Social media firms and their news media comrades spent every day after the 2016 election trying to prevent a Trump repeat. Twitter, Facebook and other sites massively increased their anti-conservative censorship during Trump’s term. Both Twitter and Facebook also censored the New York Post’s Hunter Biden laptop scandal just prior to the election.
The worst case of censorship about the Hunter Biden laptop scandal involved one of the most powerful committees in Congress. The GOP House Judiciary Committee tweeted the following on Oct. 14, 2020: "Twitter has blocked users from tweeting the link to the @nypost's story on Hunter Biden. So we put it on our website for you to read and share."
The GOP House Judiciary linked to a press release on its website that contained a republished version initially published in the New York Post. The press release also linked to the original story.
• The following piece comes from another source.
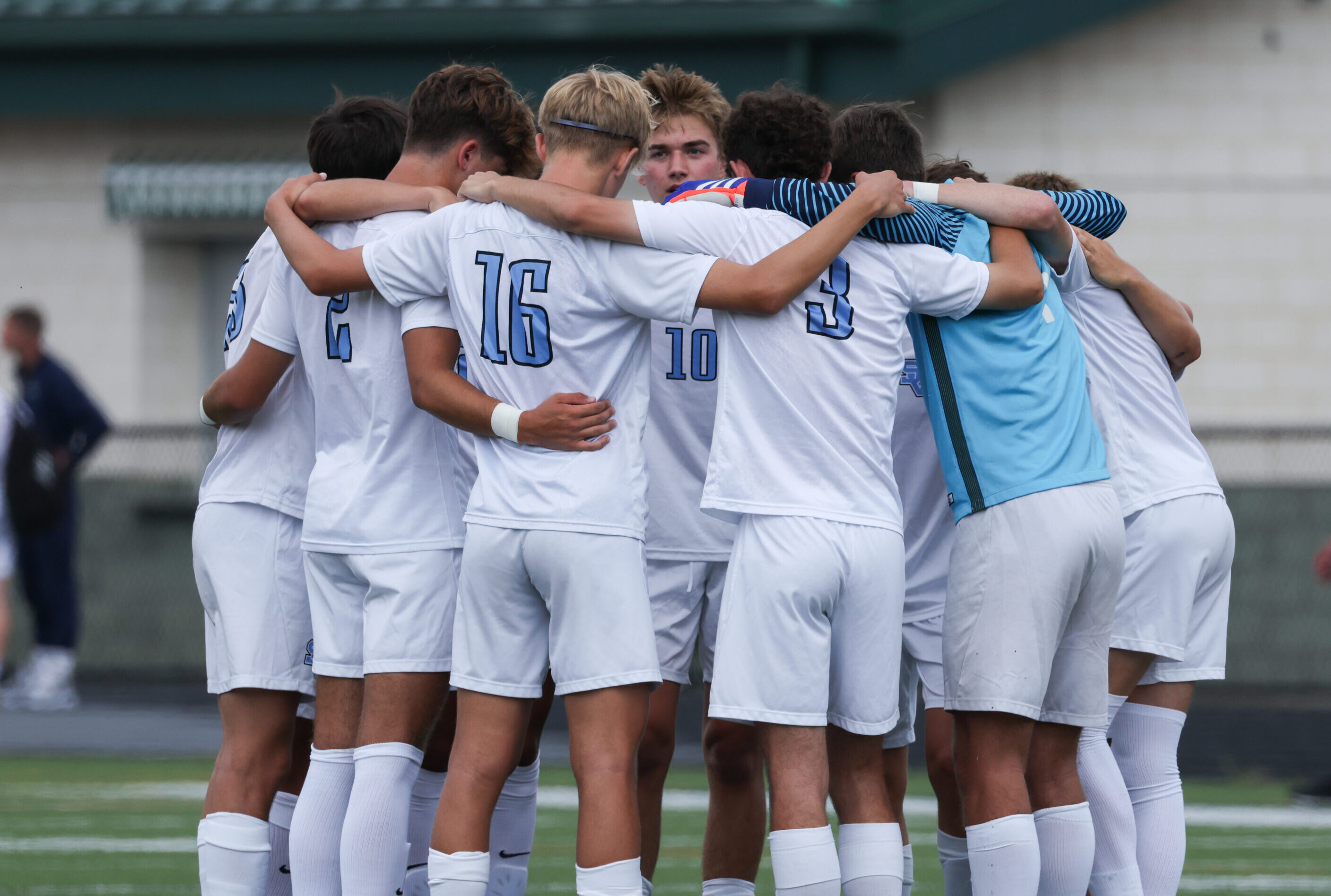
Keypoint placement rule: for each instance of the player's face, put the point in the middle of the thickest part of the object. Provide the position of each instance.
(682, 149)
When users attempted to click the link to the official press release, they were stopped by a warning saying: "Warning, this link may be unsafe."
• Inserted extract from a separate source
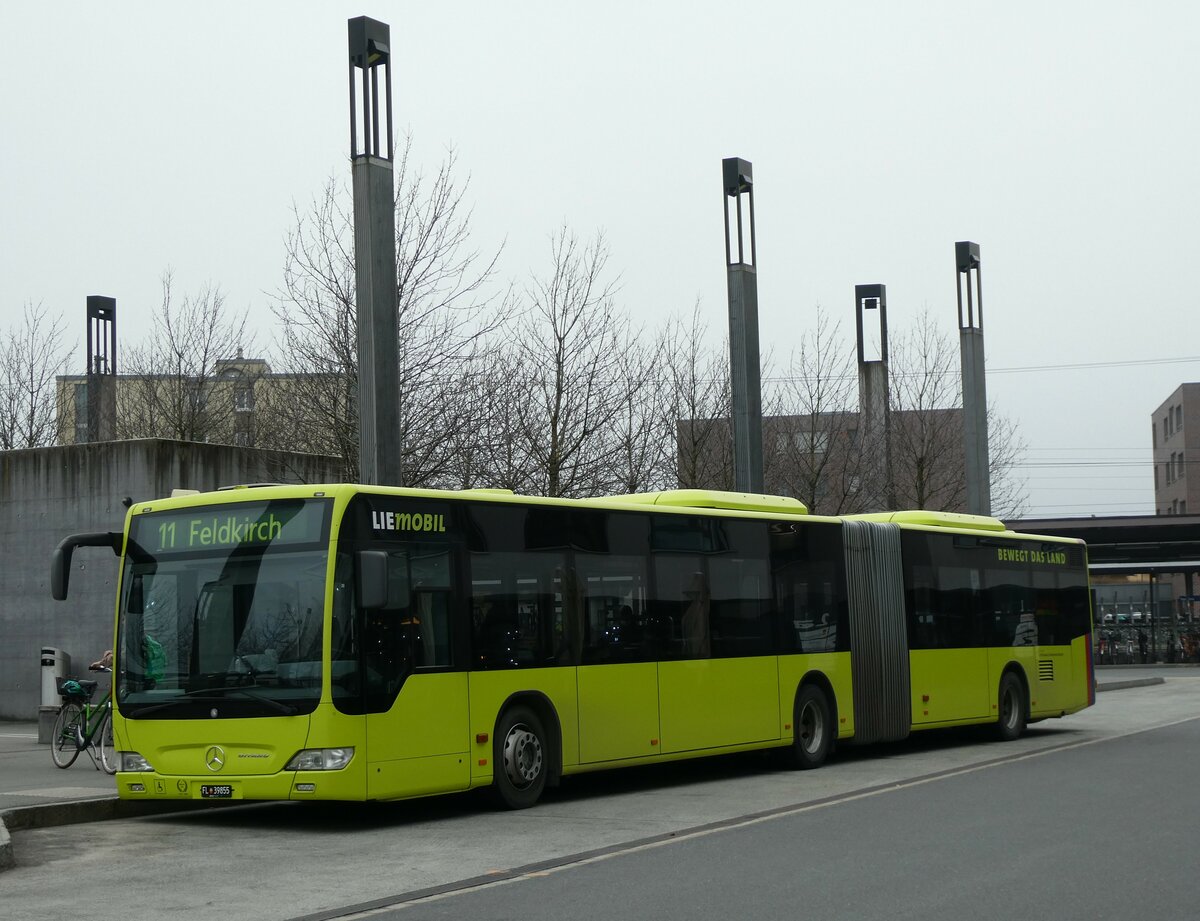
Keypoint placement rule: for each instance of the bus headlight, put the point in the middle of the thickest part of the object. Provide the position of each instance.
(321, 759)
(135, 762)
Even former White House Press Secretary Kayleigh McEnany found her Twitter account locked when she tried to share the New York Post story on Hunter. McEnany told Fox's Sean Hannity that Twitter is holding her "at gunpoint" by refusing to give her access to her account until she deleted the tweet.
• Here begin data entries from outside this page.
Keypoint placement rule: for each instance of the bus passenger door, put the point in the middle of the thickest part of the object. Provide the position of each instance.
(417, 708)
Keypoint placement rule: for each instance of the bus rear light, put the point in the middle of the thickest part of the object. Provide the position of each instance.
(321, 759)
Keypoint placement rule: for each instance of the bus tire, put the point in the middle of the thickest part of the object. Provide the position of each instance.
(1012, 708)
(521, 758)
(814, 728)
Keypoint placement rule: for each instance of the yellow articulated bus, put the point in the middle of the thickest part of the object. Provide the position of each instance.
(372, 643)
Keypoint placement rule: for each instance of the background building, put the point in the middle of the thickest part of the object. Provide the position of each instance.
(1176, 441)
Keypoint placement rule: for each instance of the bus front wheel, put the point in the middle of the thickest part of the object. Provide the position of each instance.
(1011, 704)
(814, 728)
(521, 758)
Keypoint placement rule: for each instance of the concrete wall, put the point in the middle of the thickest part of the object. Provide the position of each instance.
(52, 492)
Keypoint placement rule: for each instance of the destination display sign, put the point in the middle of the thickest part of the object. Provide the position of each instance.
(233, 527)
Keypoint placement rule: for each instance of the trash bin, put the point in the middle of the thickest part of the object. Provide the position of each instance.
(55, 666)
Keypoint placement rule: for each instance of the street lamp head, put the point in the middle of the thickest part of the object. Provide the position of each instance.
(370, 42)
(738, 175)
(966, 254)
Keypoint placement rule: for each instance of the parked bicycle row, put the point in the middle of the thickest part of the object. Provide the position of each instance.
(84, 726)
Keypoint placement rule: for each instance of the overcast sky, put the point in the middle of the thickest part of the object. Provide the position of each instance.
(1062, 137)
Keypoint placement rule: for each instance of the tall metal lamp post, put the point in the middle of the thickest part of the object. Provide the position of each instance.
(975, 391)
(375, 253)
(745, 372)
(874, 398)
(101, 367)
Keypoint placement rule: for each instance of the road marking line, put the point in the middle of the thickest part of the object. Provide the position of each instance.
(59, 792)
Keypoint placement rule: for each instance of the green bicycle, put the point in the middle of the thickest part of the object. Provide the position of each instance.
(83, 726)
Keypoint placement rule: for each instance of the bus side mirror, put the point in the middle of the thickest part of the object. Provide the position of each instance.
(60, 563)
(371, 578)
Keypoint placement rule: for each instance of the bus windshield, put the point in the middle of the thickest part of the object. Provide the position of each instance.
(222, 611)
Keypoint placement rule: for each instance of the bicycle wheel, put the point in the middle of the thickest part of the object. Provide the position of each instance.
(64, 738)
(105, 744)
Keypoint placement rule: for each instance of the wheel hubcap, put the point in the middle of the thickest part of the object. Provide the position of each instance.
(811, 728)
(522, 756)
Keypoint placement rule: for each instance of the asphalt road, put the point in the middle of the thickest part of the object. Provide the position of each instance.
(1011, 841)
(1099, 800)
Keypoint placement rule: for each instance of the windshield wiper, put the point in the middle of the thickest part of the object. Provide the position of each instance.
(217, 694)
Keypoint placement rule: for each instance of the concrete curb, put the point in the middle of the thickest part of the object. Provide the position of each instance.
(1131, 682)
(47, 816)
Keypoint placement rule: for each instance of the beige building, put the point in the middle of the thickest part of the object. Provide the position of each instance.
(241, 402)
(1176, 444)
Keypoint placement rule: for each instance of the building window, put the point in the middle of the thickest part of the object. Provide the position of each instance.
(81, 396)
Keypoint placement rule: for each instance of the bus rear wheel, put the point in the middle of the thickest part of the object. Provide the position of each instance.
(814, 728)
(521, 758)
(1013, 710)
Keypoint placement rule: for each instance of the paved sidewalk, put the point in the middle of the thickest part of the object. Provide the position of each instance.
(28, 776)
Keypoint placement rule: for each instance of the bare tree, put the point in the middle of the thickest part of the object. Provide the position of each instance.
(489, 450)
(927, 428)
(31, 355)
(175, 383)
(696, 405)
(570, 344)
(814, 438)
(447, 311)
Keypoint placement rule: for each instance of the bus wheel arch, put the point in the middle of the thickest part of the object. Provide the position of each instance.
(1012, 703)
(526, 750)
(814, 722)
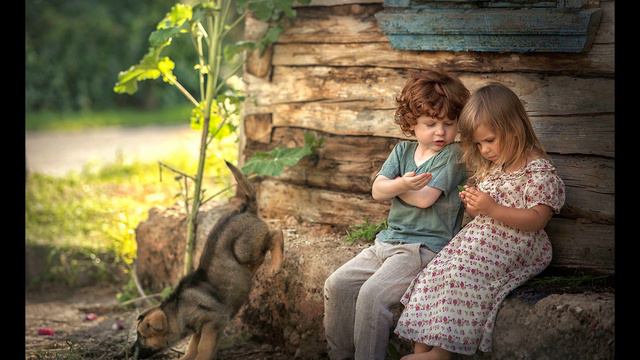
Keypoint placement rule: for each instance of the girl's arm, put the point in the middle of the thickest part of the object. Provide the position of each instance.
(385, 189)
(531, 219)
(422, 198)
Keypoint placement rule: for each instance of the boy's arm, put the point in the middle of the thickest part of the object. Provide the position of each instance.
(473, 212)
(422, 198)
(385, 189)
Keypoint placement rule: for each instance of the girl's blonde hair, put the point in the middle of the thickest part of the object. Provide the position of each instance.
(498, 108)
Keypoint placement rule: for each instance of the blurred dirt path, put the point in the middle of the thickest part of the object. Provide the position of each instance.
(57, 153)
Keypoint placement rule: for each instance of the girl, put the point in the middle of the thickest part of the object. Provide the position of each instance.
(452, 304)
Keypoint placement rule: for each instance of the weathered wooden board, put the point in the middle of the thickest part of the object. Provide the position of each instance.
(338, 25)
(492, 43)
(541, 95)
(589, 135)
(336, 2)
(575, 244)
(279, 199)
(606, 30)
(579, 245)
(582, 134)
(347, 163)
(598, 61)
(488, 21)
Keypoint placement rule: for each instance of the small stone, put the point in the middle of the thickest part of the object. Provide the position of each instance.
(118, 325)
(46, 331)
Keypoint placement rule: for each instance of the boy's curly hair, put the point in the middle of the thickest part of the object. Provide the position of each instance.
(431, 93)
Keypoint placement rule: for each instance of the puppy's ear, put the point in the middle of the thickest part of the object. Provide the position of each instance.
(145, 312)
(154, 323)
(245, 189)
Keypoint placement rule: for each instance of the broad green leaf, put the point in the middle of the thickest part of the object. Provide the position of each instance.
(160, 36)
(285, 6)
(233, 49)
(176, 17)
(150, 67)
(270, 37)
(165, 65)
(263, 10)
(272, 163)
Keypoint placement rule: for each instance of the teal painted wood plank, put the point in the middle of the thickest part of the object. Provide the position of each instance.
(490, 43)
(488, 21)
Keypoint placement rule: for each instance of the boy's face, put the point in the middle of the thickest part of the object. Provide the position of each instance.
(434, 133)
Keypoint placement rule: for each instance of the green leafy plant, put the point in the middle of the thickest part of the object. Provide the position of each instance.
(216, 112)
(366, 231)
(272, 163)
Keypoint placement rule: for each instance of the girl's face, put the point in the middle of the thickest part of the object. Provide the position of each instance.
(434, 133)
(488, 143)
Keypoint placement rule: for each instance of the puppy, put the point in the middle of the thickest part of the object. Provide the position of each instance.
(209, 297)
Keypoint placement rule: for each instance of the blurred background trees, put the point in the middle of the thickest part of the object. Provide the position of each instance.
(74, 50)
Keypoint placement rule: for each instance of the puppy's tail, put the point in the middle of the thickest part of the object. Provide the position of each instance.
(245, 191)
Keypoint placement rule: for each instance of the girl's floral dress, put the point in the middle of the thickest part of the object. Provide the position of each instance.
(453, 302)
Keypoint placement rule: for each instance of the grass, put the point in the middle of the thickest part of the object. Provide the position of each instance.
(57, 121)
(87, 219)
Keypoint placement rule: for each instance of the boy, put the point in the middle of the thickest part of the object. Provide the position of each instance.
(420, 178)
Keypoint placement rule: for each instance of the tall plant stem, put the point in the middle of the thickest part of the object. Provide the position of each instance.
(213, 24)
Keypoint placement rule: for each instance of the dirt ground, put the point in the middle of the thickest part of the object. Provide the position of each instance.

Censorship of the Hunter Biden story was just one in a parade of content restrictions that ultimately led to President Joe Biden winning the 2020 election. An MRC poll of 1,750 Biden voters found that 45 percent of them weren’t fully aware of the Hunter Biden story precisely because the media and Big Tech tried to whitewash it. “Full awareness” would have led 9.4 percent of Biden voters to abandon him, flipping all six of the swing states he won, and giving Donald Trump 311 electoral votes.
Twitter and nine other Big Tech sites banned the former president following the Jan. 6 Capitol riot. The sites that initiated a Trump ban included YouTube, Facebook, Instagram, Twitch, Stripe, Snapchat, Reddit, TikTok and even Shopify.
It wasn’t always that way. Twitter’s former General Manager Tony Wang claimed “we remain neutral as to the content” and called the site "the free speech wing of the free speech party." Only that was in 2012. The site made a complete reversal in 10 years.
The safe-space-loving left pushed the site toward far worse content moderation shortly after Wang’s comment. That battle escalated leading into the 2016 election.
Trump’s dominant use of social media, especially Twitter, was key to his election in 2016. He had nearly 13 million Twitter followers prior to the vote and used his online megaphone to set a news agenda.
Trump wielded social media like a Twitter version of the Incredible Hulk. It gave him the power to virtually smash critics and leftist journalists alike — defining the campaign. The Washington Post noted at the time that, “Trump used social media, and Twitter in particular, to build relationships with voters and create a word-of-mouth buzz for his brand.” The paper added, “this strategy helped Trump build attitudinal loyalty, the degree to which a customer prefers or likes a brand, rather than behavioral loyalty, when a customer buys a product out of habit.”
Ohio University Social Media Analytics Research Team Lab Director Laqeeq Khan also noted in 2016 that “Trump won social media. Simply put, Trump’s campaign was more engaged with voters.” Khan added that Trump “mastered Twitter by embracing immediacy (right now), transparency (unvarnished expression), and risk (rather than caution).”
Then-Facebook Chief Technology Officer Andrew Bosworth told BBC in 2016 that “Mr Trump was not elected because of ‘misinformation,’ but ‘because he ran the single best digital ad campaign I've ever seen from any advertiser. Period’.”
Trump built that Twitter army up to 88 million followers during his presidential term and used it to influence major news organizations. Even journalists who hated him hung on every tweet, eager for Trump to make news.
Now Musk has an opportunity to hit a reset and journalists and leftists in Big Tech are going to try to stop him.